7 thoughts on “The Wizard and the Weaver, Chapter 21: Snoring Steadily

  1. Becky: Yep, that’s what I’m doing. Slowing down. Now, if I could only figure out how to pack 36 hours into each 24 hour day (without needing any more sleep per cycle), perhaps I could speed back up a bit.
    ————————————-
    Manny: Thanks. They’ve always had that depth as I’ve known them, but it was time (more than time) to get some of it out to the readers.

  2. I love the intimate time out Tree and Sissy are taking together. We’re learning a lot about both of them. I hope the next chapter – or a subsequent one – carries us through the remainder of their time in the cave.

    Ghost, I see glimpses of you in your characters. Tree’s eidetic memory and dreams that he actually participates in, his spirit connections – are traits you posses as well. I see much of Pam in Sissy. She’s strong, has an innate sense of communication with wildlife, and has a way of unraveling the cobwebs that have weaved into Tree’s psyche. Anyone who doesn’t know you would miss those connections. They’re subtle, but there. I love that you and your characters have such a bond as to tell the story together, as a team (for lack of a better word).

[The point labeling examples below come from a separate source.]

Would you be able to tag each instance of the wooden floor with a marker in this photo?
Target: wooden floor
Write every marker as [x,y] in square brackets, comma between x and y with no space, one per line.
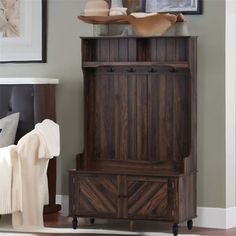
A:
[56,220]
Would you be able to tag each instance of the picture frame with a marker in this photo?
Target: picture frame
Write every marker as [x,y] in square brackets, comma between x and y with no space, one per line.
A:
[26,41]
[189,7]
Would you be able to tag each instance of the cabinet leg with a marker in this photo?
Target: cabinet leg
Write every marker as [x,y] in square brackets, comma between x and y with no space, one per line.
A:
[92,221]
[175,229]
[74,222]
[190,224]
[131,225]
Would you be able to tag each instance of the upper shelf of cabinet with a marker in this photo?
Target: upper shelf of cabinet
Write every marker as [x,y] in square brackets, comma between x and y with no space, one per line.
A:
[136,51]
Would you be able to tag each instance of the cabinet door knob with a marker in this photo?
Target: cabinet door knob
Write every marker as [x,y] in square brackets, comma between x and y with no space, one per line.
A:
[132,70]
[152,70]
[111,70]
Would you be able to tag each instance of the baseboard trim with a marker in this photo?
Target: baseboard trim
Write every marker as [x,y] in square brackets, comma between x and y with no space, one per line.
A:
[208,217]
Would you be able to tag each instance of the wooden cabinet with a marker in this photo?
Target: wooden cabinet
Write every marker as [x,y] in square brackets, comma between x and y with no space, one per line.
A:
[139,159]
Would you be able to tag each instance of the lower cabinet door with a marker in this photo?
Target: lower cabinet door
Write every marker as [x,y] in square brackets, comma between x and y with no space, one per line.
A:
[149,198]
[98,196]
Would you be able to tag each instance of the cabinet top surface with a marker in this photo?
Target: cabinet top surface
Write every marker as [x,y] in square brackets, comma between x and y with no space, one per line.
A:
[134,37]
[24,80]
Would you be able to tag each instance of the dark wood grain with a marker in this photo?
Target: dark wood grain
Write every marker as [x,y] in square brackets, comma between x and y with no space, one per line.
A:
[140,130]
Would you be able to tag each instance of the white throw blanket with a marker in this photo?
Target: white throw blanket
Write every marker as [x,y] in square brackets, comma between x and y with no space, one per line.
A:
[34,151]
[10,180]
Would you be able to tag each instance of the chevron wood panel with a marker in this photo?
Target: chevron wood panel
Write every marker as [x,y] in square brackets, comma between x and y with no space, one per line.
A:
[98,195]
[148,198]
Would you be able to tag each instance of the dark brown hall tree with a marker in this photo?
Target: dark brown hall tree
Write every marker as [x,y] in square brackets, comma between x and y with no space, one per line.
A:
[139,160]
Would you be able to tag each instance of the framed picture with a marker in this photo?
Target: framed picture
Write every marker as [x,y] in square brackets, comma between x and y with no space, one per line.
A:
[23,31]
[184,6]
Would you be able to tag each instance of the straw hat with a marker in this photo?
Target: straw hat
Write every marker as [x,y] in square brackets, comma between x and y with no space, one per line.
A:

    If I don’t touch base with you before next week, you and Pam have a wonderful Thanksgiving doing whatever makes you happy.

    Hugs to Pam for me!

  3. Happy Thanksgiving to you, too, Sha. I’ll pass on the hugs to Pam.

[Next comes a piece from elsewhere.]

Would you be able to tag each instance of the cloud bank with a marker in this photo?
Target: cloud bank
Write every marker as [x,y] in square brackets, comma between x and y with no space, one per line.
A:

    I don’t really have an eidetic memory per se. Those who do, at least as I understand it, can (for example) call up a page of text they’ve seen once and literally read the entire page out from memory. My memory isn’t horrible by a long shot, but it’s not photographic to that extreme, either. That said, yes, most of the characters in my writings tend to be based at least in some small part on traits of my own or of people I know (such as Pam), often an amalgam cobbled together from several individuals. It’s much easier for me to write that way than any other.

  4. I do the same thing when I write fiction, Ghost. It’s easier for me to relate to my characters when they share some of the same traits, experiences, likes, dislikes, etc. It keeps the bridge between my muse and my creativity open.

  5. There you go. (Although I’m aware of numerous authors who couldn’t even conceive of doing it that way.)